Multicultural Natives:
Challenges and Opportunities of a Bridging Generation
From July 5th to 7th, the 8th International Symposium on Migration and Religion was held in São Paulo, promoted by the Graduate Studies Programme in Religious Studies and the Graduate Studies Programme in Social Sciences of PUC-SP, by Missão Paz- CEM (Migration Studies Center – São Paulo) and SIMI. Each year, the event brings together researchers and academics from different thematic backgrounds to contribute to the elaboration of the topic of migration and to possibly subsidize individuals and institutions working in welcoming migrants.
This year’s theme was Migration, Identity, and Generational Challenges. Over the various editions, the international dimension of the topics discussed, the involvement of speakers, and the multidisciplinary approach to the study of human mobility have made the Symposium increasingly a reference for universities and ecclesial communities in Latin America, as well as for the numerous organizations working in the field of human mobility. Among the participants of this edition were Fr. Fabio Baggio from the Dicastery for Promoting Integral Human Development, and Fr. Aldo Skoda, director of SIMI.
Fr. Skoda participated in the opening conference with a presentation on Multicultural Natives: Challenges and Opportunities of a Bridge Generation. Specifically, Fr. Skoda focused on the children of migrant people as “a possibility on one hand to confirm the relative stability of the presence of migrants in a society, and on the other hand, the opportunity to reflect on the dynamics of integration.”
Moreover, Fr. Skoda stated, “the social and pastoral analysis of the inclusion of these people represents a current challenge not only for public institutions but also for the Church. The complexity and intertwining of stories, sensitivities, cultures, languages, traditions, values, different communicative codes require a specific competence, a completely new approach, and continuous attention to the person situated in a particular culture and context.”

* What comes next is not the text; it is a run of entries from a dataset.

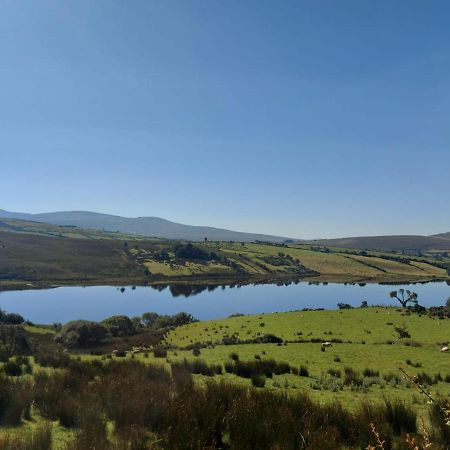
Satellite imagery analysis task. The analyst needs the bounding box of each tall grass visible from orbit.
[0,422,52,450]
[0,357,444,449]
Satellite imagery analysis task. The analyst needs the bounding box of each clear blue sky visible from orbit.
[1,1,449,238]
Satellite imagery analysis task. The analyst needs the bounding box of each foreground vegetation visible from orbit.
[3,357,449,449]
[0,300,449,448]
[1,219,448,290]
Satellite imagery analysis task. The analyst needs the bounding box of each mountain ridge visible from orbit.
[0,209,290,243]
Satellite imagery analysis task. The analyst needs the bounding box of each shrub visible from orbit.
[254,333,283,344]
[362,368,379,378]
[344,367,362,386]
[3,360,22,377]
[35,352,72,368]
[273,361,291,375]
[224,361,234,373]
[384,399,417,435]
[298,365,309,377]
[430,398,450,446]
[251,374,266,388]
[394,326,411,339]
[174,243,216,261]
[328,368,341,378]
[0,324,31,356]
[192,347,201,356]
[229,352,239,361]
[416,371,433,386]
[54,320,107,348]
[101,315,136,337]
[0,377,32,426]
[153,345,168,358]
[337,303,353,309]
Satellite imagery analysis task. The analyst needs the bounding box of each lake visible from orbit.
[0,280,449,324]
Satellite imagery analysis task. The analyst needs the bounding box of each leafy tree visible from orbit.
[54,320,107,348]
[389,289,418,308]
[0,325,30,356]
[153,312,197,329]
[101,315,135,337]
[141,312,160,328]
[131,316,143,331]
[337,303,353,310]
[0,309,24,325]
[174,243,217,261]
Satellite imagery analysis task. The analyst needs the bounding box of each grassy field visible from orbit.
[0,307,449,448]
[161,308,450,411]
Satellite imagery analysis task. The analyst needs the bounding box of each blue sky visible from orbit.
[1,0,449,238]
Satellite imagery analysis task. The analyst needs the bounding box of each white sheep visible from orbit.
[322,341,333,348]
[441,346,449,353]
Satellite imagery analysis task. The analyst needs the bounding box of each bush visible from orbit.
[344,367,362,386]
[337,303,353,309]
[101,315,135,337]
[229,352,239,361]
[328,368,341,378]
[298,365,309,377]
[35,352,72,368]
[0,324,31,356]
[384,399,417,435]
[174,243,216,261]
[394,326,411,339]
[54,320,107,348]
[254,333,283,344]
[251,374,266,388]
[3,360,22,377]
[416,371,433,386]
[153,345,168,358]
[430,398,450,446]
[362,368,379,378]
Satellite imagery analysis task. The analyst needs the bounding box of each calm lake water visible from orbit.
[0,281,449,324]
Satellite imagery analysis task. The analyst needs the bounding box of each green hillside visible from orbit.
[0,219,448,289]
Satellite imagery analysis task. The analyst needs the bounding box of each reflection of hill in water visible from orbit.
[148,278,450,298]
[149,284,221,298]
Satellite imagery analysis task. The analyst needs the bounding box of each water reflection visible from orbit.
[0,280,448,324]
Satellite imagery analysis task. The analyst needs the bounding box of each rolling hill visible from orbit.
[0,218,447,289]
[0,209,289,243]
[307,234,450,252]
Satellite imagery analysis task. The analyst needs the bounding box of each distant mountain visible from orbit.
[432,231,450,240]
[0,209,290,243]
[307,233,450,252]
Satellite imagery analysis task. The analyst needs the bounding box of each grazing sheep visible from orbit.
[322,341,333,348]
[441,346,449,353]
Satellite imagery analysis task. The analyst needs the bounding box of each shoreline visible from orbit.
[1,273,448,292]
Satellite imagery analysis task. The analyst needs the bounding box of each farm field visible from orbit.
[162,308,450,408]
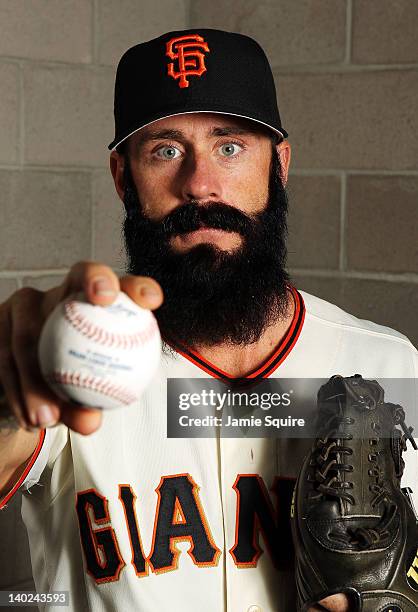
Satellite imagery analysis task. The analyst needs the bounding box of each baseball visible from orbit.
[38,291,162,410]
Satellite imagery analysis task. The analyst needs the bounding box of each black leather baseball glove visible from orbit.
[291,374,418,611]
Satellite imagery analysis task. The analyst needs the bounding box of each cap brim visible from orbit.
[108,110,288,151]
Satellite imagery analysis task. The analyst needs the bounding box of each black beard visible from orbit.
[122,146,290,350]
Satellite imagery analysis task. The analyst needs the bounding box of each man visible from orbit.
[0,29,416,612]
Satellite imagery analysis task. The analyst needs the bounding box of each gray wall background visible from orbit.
[0,0,417,596]
[191,0,418,344]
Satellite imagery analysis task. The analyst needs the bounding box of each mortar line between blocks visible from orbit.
[91,171,96,260]
[0,270,70,279]
[272,62,418,74]
[18,61,24,166]
[186,0,193,27]
[345,0,353,64]
[92,0,100,64]
[288,269,418,283]
[340,173,347,271]
[0,268,129,279]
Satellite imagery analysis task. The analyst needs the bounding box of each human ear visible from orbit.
[276,140,291,185]
[109,151,125,202]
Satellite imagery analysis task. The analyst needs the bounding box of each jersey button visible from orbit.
[247,606,262,612]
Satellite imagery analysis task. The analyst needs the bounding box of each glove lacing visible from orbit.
[306,393,416,549]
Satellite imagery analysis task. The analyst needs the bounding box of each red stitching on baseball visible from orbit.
[64,301,159,349]
[48,370,137,405]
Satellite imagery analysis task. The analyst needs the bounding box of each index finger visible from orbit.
[119,275,164,311]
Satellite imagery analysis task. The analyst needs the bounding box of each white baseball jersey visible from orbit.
[2,288,417,612]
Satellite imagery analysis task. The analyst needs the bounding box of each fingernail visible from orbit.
[139,284,159,298]
[36,404,56,428]
[92,276,116,297]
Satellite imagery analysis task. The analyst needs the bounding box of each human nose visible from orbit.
[180,151,223,202]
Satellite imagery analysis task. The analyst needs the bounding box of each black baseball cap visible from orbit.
[108,28,288,151]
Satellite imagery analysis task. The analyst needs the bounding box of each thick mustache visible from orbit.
[160,202,255,237]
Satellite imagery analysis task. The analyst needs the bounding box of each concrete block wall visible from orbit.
[0,0,188,296]
[0,0,189,597]
[1,1,416,344]
[190,0,418,346]
[0,0,416,597]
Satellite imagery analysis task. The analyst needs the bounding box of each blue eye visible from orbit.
[219,142,242,157]
[156,145,181,160]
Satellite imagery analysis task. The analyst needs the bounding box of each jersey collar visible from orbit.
[165,285,305,381]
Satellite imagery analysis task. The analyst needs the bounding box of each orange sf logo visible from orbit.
[166,34,210,89]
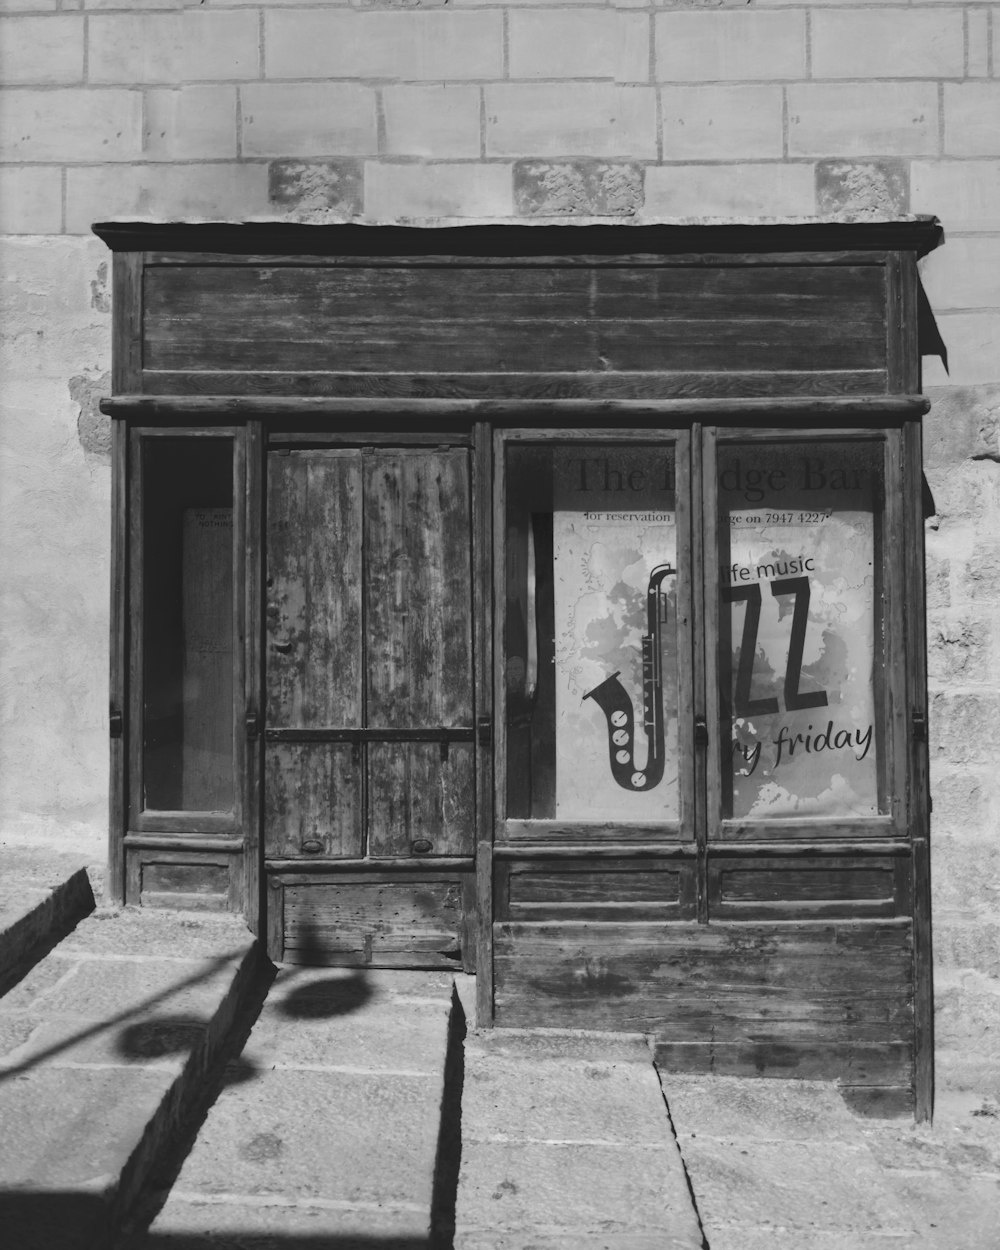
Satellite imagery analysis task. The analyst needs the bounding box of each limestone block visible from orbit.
[143,86,237,161]
[964,8,989,76]
[924,312,1000,387]
[944,83,1000,158]
[0,167,62,233]
[654,11,806,82]
[787,83,938,158]
[661,84,783,160]
[88,11,259,84]
[364,160,513,219]
[268,160,364,216]
[241,83,378,158]
[922,241,1000,314]
[509,10,649,82]
[265,9,503,81]
[0,88,142,163]
[644,162,814,217]
[383,84,481,158]
[485,84,657,159]
[514,160,644,216]
[927,608,1000,684]
[64,162,271,233]
[0,14,83,84]
[811,9,963,79]
[911,160,1000,233]
[815,159,909,216]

“The children of migrants are the litmus test of society and of the Church on the authenticity of values, relationships, motivations, abilities, and intentions to build a cohesive community where differences are neither instruments of claims nor exclusion, but the means of authentic reception and communion with the other.” It is therefore fundamental to build a path of accompaniment attentive to their particular experiences and thus create “pedagogically and socially significant contexts where life is lived as a process of continuous maturation” and where conflicts are addressed and transformed “in the logic of collaboration, donation, and solidarity.”